Lapid calls for special Knesset session during recess after far-right protesters storm IDF bases
Sam Sokol is the Times of Israel's political correspondent. He was previously a reporter for the Jerusalem Post, Jewish Telegraphic Agency and Haaretz. He is the author of "Putin’s Hybrid War and the Jews"

Opposition Leader Yair Lapid calls on Knesset Speaker Amir Ohana to convene a special plenum debate during the legislative recess after far-right mobs broke into two IDF bases on Monday.
“We are not on the brink of an abyss, we are in the abyss,” Lapid writes, arguing that “the participation of members of the Knesset and ministers in the invasion of violent militias into IDF bases constitutes a crossing of a red line that Israeli democracy has never known.”
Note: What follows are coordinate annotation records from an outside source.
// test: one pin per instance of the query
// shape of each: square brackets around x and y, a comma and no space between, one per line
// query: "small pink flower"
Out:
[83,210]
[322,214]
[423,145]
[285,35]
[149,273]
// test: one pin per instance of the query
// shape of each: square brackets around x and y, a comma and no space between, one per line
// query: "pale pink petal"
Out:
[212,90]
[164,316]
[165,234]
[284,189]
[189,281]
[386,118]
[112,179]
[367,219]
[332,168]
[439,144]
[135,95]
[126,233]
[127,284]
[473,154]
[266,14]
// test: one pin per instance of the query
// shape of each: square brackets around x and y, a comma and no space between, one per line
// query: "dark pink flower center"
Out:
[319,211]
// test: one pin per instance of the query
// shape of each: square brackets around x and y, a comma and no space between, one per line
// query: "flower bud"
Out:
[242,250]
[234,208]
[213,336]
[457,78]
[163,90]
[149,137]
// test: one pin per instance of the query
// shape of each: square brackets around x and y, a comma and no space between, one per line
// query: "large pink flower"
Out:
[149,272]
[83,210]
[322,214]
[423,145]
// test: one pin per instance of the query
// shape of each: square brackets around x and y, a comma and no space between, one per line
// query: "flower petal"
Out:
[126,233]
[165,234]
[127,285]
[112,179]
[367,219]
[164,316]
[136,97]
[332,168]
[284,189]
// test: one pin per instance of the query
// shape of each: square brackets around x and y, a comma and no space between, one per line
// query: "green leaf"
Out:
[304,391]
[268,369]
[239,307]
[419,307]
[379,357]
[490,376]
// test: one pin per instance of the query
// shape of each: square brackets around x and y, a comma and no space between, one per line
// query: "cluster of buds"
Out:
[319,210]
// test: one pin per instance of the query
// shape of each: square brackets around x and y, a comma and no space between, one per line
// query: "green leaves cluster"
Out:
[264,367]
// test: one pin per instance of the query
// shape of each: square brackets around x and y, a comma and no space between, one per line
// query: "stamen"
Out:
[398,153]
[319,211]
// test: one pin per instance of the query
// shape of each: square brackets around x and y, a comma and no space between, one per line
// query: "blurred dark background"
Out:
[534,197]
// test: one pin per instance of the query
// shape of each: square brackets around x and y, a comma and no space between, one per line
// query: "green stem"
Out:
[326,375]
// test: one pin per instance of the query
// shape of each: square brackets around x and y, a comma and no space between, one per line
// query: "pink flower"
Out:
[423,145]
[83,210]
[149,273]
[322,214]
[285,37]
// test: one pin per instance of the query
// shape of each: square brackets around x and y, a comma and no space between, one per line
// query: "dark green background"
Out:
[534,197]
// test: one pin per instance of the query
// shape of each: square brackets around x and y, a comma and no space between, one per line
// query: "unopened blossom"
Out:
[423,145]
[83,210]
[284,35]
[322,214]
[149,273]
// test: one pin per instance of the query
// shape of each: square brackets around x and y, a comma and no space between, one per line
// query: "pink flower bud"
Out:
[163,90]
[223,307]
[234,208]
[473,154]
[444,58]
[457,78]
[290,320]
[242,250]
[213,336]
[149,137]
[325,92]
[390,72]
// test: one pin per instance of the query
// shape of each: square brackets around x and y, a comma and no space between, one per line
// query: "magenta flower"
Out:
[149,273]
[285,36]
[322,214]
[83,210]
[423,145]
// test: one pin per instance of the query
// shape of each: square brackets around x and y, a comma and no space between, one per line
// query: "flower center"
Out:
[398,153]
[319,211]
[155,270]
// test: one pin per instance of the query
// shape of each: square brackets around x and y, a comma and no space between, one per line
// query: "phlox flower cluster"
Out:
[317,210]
“This is not another demonstration of one political camp or another; it is a sharp threat to Israel’s image as a Jewish and democratic state,” he continues. “I appeal to you, as speaker of the Knesset, the place that represents Israeli democracy above all else, to hold an urgent discussion in the Knesset plenum on the issue.”
After Military Police arrested nine soldiers suspected of abusing a security prisoner, members of Ben Gvir’s far-right Otzma Yehudit party announced that they were setting out to Sde Teiman and called on others to join them. Politicians and activists broke in and demonstrated at the detention facility and later stormed the Beit Lid base, where the suspects are being held.
Among the lawmakers who participated in the protests were Heritage Minister Amichay Eliyahu of Ben Gvir’s Otzma Yehudit Party, Religious Zionism MK Zvi Sukkot, and MKs Nissim Vaturi and Tally Gotliv of Prime Minister Benjamin Netanyahu’s ruling Likud party.